General info

How to interact with HPC

Once you have an account you can ssh into a terminal instance as such (example for Cheyenne)

Open your terminal and type the following:

1. ssh -Y -l “your_username”@cheyenne.ucar.edu (other HPCs would have a different address after the @)
    1. _Note:_ Macs often need the -Y and -l commands
    2. If it asks if you want to continue connecting, say yes
2. Enter your password and your 2FA token if necessary
    3. You probably already set up duo when you set up your account, look on NCARs website for Cheyenne or call the help desk
3. You’re logged in!

For writing code it is recommended to use the remote explorer extension in vscode. This will let you edit files on the machine via a vscode window on your machine. You can then run these files however your HPC requires.

Where to do your runs

If possible, it is preferred to setup your runs in a folder owned by the group you belong to, not your personal scratch directory. This is to make collaboration and the eventuality of handing off your model easier. It WILL be harder than you think to move from your personal storage to the group folder if you want to make that change down the line.

Additionally, HPC systems often periodically wipe the data on them. It is advised to be familiar with what that policy is, and to run frequent backups using something like globus.

Large file transfers

The recommended tool for moving data in and out of NERSC for large transfers http://www.globus.org/ or http://globus.nersc.gov/ See also the group notes on Globus

User scratch directory: /global/cscratch1/sd/yourusername

Some HPCs do not have Globus available in which case you will need to determine what tool is best. I have found Globus to be the easiest option though when it is available (Ben West)

If you cannot use these tools SCP or potentially Icommands can be used. Icommands instructions will need to be googled, the ones in this doc are deprecated.

Conda

It is recommended to use conda environments on HPC for both collaboration and to minimize the chance your build spontaneously breaks (no promises). You may have to check if your HPC requires a particular distribution or that you use a version it has already installed.

anaconda instructions

Look at Conda Environments: conda env list

Create Conda Environments: conda create --name -myenv

Activate Conda Environments: conda activate and conda deactivate

Alternatively one may use venv or virtualenv for your environment needs.

Creating and monitoring jobs

HPCs track the compute hours people use out of a pre-allocated amount.
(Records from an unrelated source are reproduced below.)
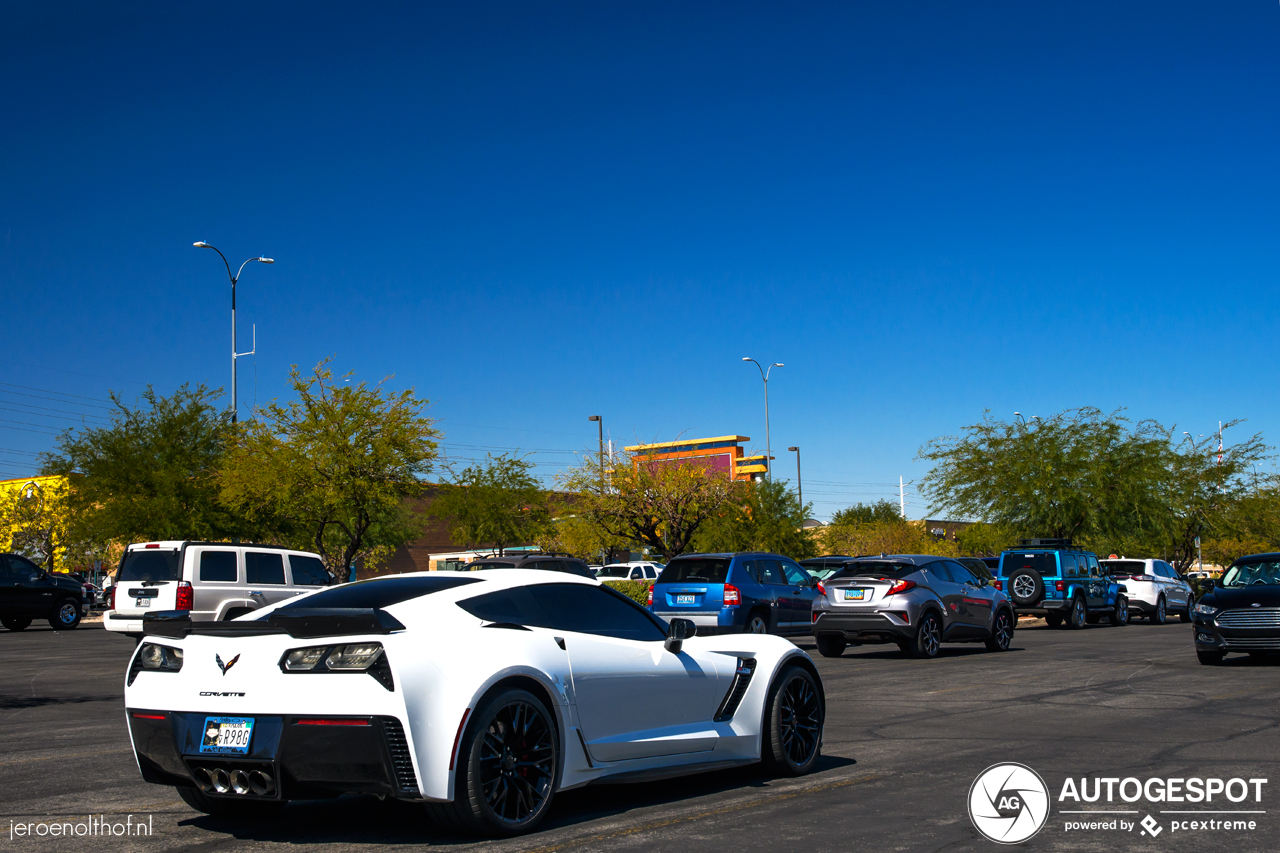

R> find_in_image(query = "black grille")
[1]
[716,657,755,722]
[380,717,417,795]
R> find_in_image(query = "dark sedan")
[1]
[1192,553,1280,665]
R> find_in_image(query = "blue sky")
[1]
[0,0,1280,517]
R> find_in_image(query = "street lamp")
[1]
[192,240,275,424]
[742,356,786,483]
[787,447,804,504]
[588,415,604,494]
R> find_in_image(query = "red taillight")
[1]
[173,580,196,610]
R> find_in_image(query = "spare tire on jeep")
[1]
[1007,569,1044,607]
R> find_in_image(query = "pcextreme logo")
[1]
[969,763,1050,844]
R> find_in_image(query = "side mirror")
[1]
[664,619,698,654]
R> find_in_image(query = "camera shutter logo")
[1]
[969,763,1050,844]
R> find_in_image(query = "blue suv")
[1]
[649,552,818,634]
[996,539,1129,628]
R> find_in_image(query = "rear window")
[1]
[1000,552,1057,578]
[831,560,920,580]
[115,551,182,583]
[658,557,731,584]
[284,576,480,608]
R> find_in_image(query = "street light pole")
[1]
[742,356,786,483]
[588,415,604,494]
[192,240,275,424]
[787,447,804,511]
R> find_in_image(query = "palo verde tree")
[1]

This means any serious compute (running models or analyzing results) will need to be done via the submission of a job.

Most HPCs use a technology called slurm to manage any jobs (instances of compute you request). Below are some useful links, but also make sure to google "slurm + name of your hpc" because it may have minor differences between machines in terms of the settings available.

https://docs.nersc.gov/jobs/#submitting-jobs https://docs.nersc.gov/jobs/#monitoring-jobs

sbatch: submit a batch script
sacct: display accounting data for jobs and job steps
salloc: request nodes for an interactive batch session
srun: launch parallel jobs
scancel: delete a batch job
sqs: NERSC custom queue display with job priority ranking info
squeue: display info about jobs in the queue
sinfo: view SLURM configuration about nodes and partitions
scontrol: view and modify SLURM configuration and job state

Some HPCs we use use something called PBS instead. See

Tutorial

Scribd article (with annoying ads but useful free content)

and for an example job submission script:

# Your job will use 1 node, 8 cores, and 48gb of memory total.

#PBS -q standard

#PBS -l select=1:ncpus=16:mem=48gb:pcmem=6gb

### Specify a name for the job

#PBS -N test

### Specify the group name

#PBS -W group_list=lecondon

### Walltime is how long your job will run

#PBS -l walltime=00:50:00

### Joins standard error and standard out

#PBS -j oe

cd /home/u18/lecondon/Test/washita/tcl_scripts

tclsh Dist_Forcings.tcl

tclsh LW_Test.tcl

Debug queue

The debug queue is a high-priority queue with a short runtime that is used to debug your runs before sending them to the standard or other queue. More information can be found here for UA HPC. All HPCs should have a debug queue available.

The Parflow blog has install instructions for many systems. This is the recommended path for now as it is updated most often.